KEN GONZALES-DAY: PROFILED

This artist book is the first in a series of PAC (Photographic Arts Council) Prize editions, published by the Wallis Annenberg Photography Department at the Los Angeles County Museum of Art. Lead support is generously provided by the Photographic Arts Council of LACMA. The PAC Prize acknowledges the central role played by books in the history of photography. It is awarded biennially to photographic artists or curators whose development will be fostered by a publication.

In this conceptually driven photographic project, Gonzales-Day looks to the depiction of race and the construction of whiteness as points of departure from which to consider the evolution and transformation of Enlightenment ideas.

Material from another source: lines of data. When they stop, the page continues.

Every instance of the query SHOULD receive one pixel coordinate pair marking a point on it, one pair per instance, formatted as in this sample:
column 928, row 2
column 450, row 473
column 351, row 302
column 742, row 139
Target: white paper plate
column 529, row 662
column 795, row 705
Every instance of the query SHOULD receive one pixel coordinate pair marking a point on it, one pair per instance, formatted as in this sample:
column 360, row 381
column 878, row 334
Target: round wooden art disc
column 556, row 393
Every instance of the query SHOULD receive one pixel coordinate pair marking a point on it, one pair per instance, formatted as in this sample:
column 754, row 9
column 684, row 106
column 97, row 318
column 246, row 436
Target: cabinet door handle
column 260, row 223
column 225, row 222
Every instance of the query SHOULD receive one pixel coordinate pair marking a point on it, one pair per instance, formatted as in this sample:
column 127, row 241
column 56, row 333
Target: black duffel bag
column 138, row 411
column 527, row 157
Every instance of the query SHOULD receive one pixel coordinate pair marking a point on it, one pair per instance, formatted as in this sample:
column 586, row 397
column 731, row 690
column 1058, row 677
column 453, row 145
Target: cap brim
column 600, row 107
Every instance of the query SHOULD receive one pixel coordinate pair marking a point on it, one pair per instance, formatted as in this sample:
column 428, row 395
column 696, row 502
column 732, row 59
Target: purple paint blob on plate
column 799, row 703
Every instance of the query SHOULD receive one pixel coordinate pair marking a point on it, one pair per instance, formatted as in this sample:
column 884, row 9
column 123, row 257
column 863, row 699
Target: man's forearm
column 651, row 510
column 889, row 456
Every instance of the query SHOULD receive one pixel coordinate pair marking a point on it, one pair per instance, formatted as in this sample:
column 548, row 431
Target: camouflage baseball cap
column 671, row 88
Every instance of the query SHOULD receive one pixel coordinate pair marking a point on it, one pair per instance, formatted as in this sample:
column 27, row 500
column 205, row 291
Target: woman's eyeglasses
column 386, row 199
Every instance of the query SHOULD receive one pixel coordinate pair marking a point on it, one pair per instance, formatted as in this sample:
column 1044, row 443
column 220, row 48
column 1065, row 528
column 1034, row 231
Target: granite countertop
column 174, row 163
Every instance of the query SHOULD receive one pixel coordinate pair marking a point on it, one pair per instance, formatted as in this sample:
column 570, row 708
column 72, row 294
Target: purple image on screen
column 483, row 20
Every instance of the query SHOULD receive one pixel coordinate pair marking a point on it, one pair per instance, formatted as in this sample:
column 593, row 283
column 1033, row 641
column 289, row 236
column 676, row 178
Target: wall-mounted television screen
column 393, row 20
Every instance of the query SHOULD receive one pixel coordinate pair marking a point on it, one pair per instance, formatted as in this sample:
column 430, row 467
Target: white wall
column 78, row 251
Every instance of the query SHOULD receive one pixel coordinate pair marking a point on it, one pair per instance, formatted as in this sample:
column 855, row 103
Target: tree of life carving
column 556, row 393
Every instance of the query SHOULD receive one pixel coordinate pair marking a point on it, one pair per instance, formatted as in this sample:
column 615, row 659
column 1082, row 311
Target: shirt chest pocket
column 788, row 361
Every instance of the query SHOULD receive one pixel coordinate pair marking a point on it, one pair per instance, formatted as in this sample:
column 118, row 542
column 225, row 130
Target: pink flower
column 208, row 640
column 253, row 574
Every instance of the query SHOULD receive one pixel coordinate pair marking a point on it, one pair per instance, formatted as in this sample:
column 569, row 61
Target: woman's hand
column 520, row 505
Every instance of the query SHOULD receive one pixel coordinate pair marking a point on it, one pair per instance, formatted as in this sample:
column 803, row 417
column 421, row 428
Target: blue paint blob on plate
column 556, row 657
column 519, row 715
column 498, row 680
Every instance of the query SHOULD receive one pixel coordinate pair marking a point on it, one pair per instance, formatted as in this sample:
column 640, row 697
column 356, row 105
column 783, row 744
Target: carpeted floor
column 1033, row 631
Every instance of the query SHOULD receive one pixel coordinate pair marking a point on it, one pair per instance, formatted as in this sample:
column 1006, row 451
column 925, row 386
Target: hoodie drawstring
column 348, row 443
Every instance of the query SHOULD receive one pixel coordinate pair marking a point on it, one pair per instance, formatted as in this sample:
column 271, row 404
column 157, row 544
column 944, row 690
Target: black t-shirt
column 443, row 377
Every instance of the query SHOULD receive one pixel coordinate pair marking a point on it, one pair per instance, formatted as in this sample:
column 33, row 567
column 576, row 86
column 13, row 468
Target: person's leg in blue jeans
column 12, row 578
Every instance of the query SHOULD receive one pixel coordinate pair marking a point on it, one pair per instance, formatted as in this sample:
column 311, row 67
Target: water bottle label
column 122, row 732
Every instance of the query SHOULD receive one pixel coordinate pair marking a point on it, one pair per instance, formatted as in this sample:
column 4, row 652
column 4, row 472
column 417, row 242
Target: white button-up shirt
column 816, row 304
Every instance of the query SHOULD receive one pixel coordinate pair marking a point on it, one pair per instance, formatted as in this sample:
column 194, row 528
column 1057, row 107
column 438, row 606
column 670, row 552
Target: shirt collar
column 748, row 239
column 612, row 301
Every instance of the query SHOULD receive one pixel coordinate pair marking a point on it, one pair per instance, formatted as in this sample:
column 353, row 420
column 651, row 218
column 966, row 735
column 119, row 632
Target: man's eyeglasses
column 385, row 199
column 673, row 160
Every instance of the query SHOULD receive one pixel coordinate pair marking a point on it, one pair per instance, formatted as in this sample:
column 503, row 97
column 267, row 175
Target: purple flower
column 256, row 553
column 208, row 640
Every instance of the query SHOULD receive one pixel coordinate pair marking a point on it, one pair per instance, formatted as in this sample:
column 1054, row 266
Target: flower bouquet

PAC Prize winning-artist Ken Gonzales-Day lives and works in Los Angeles. His photography-based interdisciplinary and conceptual practice explores the history of the medium, the construction of race, and the limits of representation, ranging from the origins racial profiling to museum display. Nominated for a Pulitzer Prize, his previous publication, Lynching in the West, 1850-1935, offers a critical look at the legacies of Western landscape photography. Recent solo exhibitions include USCD University Art Gallery, San Diego; Getty Research Institute Scholars Common Room, J. Paul Getty Museum, Los Angeles; Palais de Tokyo, Paris; Las Cienegas Projects, Los Angeles; and Pomona College Museum of Art, Pomona, CA; and group exhibitions at Barnsdall Art Park, Los Angeles; the Museum of Photographic Arts, San Diego; and the Los Angeles County Museum of Art. Forthcoming exhibitions will appear at Fred Torres Collaborations, New York; Tufts University Art Gallery, MA; and Encuentro Internacional de Medellin, Columbia. Gonzales-Day is the recipient of a COLA 2011 Individual Artist Award, Los Angeles; Visiting Scholar/Artist-in-Residence, Getty Research Institute, J. Paul Getty Museum, Los Angeles; Senior Fellowship, Latino Initiatives Program, Smithsonian Institute, Washington, DC; and Creative Arts Residency, Rockefeller Foundation, Bellagio, Italy, among others. He earned a MFA at UC Irvine, CA, and a MA in Art History at Hunter College, CUNY, New York. He is currently Chair and Professor of the Art Department at Scripps Collage, CA.

Lecture Information:

Profiled: Race and Whiteness in Sculpture from Frederick the Great to Edward Kienholz

Award-winning artist and Scripps College professor Ken Gonzales-Day presents his take on Edward Kienholz's Five Car Stud, juxtaposing Gonzales-Day’s own recent work, which examines how artists construct racial identity. No newcomer to the subject of racial politics, Gonzales-Day’s book, Lynching Photographs: California exposed unknown chapters in the state’s history. There will be a book signing in the Art Catalogues Bookstore (Ahmanson Building, Level 1) immediately following the discussion.

Brown Auditorium | Tickets required—available one hour before program

Concurrent exhibitions of Ken Gonzales-Day's body of work, Profiled, on view at Tufts University Art Gallery through November 20th and Fred Torres Collaborations through November 12th.